BASKETBALL NBA-Star LeBron James gefällt nicht, wie Trainer­legende Phil Jackson seine ­Entourage nennt

Da sitzt ein Zweimetermann mit dem Habitus eines eleganten alten Herrn in der Umkleidekabine der New York Knicks im Madison Square Garden. Mitten zwischen 15 meist hochbezahlten Basketballern mit Namensschildchen am Revers. In der riesigen Arena an der Penn Station mitten in Manhattan – ihrer Spielstätte – haben die Knicks am Montag ihr erstes Team-Meeting der Saison abgehalten, und Klubpräsident Phil Jackson blieb stumm. „Er saß nur dabei und hat uns reden lassen“, sagt Knicks-Star Carmelo Anthony.

Geredet hat Jackson zuletzt genug – und unfreiwillig die Diskussion über alte weiße Männer aus der aktuellen US-Politik in die NBA gebracht.
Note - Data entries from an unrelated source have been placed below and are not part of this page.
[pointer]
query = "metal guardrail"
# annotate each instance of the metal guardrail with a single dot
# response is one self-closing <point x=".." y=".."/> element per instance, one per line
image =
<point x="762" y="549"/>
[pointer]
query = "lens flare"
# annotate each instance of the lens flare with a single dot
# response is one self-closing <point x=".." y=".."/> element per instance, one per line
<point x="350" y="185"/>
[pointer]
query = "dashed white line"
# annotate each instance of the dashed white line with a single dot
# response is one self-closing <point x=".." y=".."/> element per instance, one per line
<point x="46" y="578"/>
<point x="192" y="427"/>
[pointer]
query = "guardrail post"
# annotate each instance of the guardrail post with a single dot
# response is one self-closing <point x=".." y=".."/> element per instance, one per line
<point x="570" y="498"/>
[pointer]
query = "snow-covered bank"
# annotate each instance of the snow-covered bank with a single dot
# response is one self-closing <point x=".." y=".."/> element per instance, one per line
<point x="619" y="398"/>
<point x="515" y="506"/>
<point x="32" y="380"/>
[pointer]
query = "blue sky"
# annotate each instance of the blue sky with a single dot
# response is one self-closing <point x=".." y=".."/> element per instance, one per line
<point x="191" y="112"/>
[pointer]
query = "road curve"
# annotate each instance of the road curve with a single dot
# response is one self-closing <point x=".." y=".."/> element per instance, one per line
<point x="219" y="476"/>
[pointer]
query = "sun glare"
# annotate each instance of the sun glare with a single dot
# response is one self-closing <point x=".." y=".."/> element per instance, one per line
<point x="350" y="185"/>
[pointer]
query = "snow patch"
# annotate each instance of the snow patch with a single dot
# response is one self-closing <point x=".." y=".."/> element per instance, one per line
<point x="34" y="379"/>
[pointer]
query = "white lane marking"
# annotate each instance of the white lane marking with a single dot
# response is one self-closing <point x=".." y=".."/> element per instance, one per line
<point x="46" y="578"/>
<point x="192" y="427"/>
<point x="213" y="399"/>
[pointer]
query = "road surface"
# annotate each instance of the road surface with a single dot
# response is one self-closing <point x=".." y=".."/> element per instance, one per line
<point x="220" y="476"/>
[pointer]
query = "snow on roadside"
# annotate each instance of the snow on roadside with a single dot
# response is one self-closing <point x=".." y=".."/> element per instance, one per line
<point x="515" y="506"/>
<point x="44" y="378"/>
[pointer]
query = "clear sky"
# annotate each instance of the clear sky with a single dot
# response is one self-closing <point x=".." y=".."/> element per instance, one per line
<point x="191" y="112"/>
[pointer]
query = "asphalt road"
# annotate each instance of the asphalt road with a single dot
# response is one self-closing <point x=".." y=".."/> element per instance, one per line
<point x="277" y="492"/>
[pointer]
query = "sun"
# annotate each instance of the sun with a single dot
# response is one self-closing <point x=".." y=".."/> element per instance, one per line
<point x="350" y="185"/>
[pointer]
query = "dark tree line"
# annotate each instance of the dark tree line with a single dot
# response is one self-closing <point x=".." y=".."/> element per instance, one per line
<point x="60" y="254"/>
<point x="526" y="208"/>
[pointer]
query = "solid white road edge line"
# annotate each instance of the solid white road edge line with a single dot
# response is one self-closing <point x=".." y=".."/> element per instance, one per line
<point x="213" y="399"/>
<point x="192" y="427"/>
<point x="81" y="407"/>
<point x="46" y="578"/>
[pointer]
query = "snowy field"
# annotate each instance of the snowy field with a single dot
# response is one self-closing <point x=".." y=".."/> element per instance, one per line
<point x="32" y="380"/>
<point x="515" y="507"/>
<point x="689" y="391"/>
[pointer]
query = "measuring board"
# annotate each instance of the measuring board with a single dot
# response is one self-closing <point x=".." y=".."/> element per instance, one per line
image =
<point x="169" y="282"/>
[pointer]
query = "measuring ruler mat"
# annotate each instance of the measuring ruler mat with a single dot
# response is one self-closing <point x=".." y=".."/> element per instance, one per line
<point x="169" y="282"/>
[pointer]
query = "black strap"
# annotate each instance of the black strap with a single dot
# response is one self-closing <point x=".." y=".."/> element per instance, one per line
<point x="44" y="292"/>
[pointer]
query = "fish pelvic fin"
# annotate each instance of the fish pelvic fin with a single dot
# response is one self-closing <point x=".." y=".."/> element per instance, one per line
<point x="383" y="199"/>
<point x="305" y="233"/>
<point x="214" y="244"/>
In einem ausführlichen Interview mit dem US-Sportsender ESPN sprach der 71-Jährige auch über Liga-Grande LeBron James von den Cleveland Cavaliers – und dessen kolportierte Kapricen aus vergangenen Jahren. „Du lässt dein Team nicht im Stich, weil du mit deiner Mutter und deiner Posse eine Extranacht in Cleveland verbringen willst. Es muss immer alles nach seinen Vorstellungen laufen.“ Das war der Startschuss für eine Debatte über unterschwelligen ­Rassismus in den Liga-Führungsetagen.

Denn „Posse“ bezeichnet umgangssprachlich eine „Bande“, im Zusammenhang mit Prominenten gerne auch despektierlich den oft übergroßen Begleittross, der sich im Glanz des Stars sonnt und sich von diesem gern aushalten lässt. Durch die zunehmende Verwendung des Begriffs für – meist afro- oder lateinamerikanische – Gangs und Kriminelle entsteht allerdings mindestens eine negative Konnotation.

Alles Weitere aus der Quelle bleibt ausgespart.